Scalable ECS Cluster

You are viewing article number 6 of 12 in the series Scalable Self-Hosted GitHub Runners on AWS Cloud

The GitHub Actions runner containers will run in a dedicated ECS cluster.

To simplify the process of managing compute, i.e capacity, Amazon ECS cluster auto scaling will be enabled. Using this method, the scaling in/out of EC2 instances within the cluster is managed by Amazon. All we need to supply are a few basic parameter values during the process of enabling the feature.

ECS Cluster Creation

Create a cluster named GitHub-Actions-Runners:

aws ecs create-cluster \
--region us-east-1 \
--cluster-name GitHub-Actions-Runners

EC2 Launch Template

Amazon Linux 2023 will be specified as the Amazon Machine Image (AMI) to use in the launch template.

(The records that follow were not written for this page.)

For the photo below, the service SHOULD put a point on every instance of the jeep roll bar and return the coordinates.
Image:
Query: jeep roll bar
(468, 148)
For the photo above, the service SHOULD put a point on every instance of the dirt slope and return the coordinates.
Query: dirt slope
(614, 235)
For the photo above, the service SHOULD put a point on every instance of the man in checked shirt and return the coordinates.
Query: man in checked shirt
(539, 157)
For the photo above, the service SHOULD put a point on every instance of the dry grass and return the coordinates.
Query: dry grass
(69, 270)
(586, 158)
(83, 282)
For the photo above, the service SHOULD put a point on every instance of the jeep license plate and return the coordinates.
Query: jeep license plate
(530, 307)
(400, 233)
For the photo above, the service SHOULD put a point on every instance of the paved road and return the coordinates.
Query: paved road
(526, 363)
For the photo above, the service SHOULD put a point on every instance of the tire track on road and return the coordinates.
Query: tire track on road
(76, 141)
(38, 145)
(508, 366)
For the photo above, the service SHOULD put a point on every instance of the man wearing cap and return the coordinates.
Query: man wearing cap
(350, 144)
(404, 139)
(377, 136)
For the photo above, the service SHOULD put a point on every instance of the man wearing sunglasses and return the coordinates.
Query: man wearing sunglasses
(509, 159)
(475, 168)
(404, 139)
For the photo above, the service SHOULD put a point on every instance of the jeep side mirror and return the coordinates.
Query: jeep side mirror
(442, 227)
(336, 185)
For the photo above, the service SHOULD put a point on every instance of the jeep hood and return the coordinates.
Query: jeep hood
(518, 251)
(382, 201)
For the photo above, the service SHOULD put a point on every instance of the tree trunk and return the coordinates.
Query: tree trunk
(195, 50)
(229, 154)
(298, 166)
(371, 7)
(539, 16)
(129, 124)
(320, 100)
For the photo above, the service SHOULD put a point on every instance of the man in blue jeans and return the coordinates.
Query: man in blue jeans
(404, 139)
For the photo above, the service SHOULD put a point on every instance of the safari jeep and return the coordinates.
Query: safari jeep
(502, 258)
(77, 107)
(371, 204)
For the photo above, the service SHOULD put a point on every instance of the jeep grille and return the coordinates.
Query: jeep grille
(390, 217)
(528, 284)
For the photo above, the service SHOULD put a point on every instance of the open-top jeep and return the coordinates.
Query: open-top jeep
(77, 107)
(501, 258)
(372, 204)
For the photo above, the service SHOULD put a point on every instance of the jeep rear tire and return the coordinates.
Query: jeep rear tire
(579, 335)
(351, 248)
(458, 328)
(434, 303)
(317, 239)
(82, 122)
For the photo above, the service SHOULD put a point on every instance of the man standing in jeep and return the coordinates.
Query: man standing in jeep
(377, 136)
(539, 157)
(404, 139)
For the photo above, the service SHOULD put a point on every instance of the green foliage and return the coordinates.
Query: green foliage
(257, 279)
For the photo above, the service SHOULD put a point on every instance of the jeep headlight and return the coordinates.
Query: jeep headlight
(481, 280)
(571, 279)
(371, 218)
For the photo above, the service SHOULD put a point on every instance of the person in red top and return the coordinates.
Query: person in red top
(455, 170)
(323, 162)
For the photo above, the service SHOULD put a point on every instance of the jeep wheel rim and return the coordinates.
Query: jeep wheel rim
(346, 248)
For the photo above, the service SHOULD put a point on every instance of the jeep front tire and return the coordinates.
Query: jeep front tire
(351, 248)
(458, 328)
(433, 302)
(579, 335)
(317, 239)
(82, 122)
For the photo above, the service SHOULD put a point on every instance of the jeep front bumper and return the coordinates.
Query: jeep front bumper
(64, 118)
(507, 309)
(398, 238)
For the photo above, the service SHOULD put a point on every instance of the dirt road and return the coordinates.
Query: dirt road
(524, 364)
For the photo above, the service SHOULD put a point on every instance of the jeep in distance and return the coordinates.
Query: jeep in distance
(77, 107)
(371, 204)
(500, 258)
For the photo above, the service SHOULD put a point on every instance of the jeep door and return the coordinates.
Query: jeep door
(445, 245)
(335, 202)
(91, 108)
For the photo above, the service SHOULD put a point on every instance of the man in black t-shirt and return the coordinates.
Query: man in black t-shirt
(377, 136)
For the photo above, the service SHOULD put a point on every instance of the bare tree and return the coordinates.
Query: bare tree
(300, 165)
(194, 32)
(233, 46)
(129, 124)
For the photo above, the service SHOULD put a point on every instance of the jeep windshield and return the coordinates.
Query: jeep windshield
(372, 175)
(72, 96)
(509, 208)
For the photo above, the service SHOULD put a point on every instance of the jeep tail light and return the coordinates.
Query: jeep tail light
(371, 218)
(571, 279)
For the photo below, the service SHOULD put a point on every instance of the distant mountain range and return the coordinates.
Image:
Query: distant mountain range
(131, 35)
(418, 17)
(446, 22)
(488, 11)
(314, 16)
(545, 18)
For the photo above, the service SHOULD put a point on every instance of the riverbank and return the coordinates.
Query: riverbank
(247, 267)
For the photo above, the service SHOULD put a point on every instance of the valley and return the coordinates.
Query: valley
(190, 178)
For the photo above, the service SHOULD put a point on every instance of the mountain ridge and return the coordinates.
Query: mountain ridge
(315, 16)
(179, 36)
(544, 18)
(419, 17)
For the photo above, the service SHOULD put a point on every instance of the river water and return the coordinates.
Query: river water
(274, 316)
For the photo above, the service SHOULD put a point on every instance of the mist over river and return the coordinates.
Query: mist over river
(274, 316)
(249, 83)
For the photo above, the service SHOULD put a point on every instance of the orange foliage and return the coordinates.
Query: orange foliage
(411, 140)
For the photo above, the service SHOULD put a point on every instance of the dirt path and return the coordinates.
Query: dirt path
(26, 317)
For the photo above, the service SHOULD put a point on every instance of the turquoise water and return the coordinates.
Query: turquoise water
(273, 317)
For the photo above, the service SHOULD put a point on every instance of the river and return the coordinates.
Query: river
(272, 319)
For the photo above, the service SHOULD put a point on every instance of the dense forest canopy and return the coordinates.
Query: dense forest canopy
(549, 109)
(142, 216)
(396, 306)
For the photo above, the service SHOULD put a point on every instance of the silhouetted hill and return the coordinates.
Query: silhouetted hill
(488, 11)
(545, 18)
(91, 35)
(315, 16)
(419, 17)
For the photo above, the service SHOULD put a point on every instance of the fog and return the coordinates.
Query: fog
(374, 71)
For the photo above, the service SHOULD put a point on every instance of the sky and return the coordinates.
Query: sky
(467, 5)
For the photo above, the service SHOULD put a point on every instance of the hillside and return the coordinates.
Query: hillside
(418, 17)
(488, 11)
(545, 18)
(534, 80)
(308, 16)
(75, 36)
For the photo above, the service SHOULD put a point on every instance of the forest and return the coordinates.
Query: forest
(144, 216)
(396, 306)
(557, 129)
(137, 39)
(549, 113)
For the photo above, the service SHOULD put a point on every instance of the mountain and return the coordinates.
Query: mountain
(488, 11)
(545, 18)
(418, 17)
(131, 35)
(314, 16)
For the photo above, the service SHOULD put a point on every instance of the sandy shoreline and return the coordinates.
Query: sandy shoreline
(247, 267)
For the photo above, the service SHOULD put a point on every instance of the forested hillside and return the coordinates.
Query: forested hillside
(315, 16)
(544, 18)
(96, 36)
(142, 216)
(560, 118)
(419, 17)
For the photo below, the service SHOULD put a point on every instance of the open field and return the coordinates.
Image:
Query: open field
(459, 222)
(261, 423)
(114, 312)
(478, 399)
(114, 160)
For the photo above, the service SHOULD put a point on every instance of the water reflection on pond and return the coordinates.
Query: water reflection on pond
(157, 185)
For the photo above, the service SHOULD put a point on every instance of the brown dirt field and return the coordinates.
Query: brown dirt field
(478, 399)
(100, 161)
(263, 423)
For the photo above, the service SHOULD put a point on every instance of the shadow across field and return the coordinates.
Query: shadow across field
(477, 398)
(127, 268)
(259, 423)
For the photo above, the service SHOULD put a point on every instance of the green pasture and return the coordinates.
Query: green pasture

ECS Optimized AMI (Amazon Linux 2023)

To retrieve the ECS optimized “Amazon Linux 2023” image_id from ssm for region us-east-1, run the following :

aws ssm get-parameters --names /aws/service/ecs/optimized-ami/amazon-linux-2023/recommended --region us-east-1

Output:

{
    "Parameters": [
        {
            "Name": "/aws/service/ecs/optimized-ami/amazon-linux-2023/recommended",
            "Type": "String",
            "Value": "{\"ecs_agent_version\":\"1.77.0\"\
                ,\"ecs_runtime_version\":\"Docker version 20.10.23\",
            ...
                 \"image_id\":\"ami-09e56bbbf745f34c3\"
            ...
            ...

}

This returns an image_id = ami-09e56bbbf745f34c3.

Userdata

Create the following file to generate the Userdata for the template.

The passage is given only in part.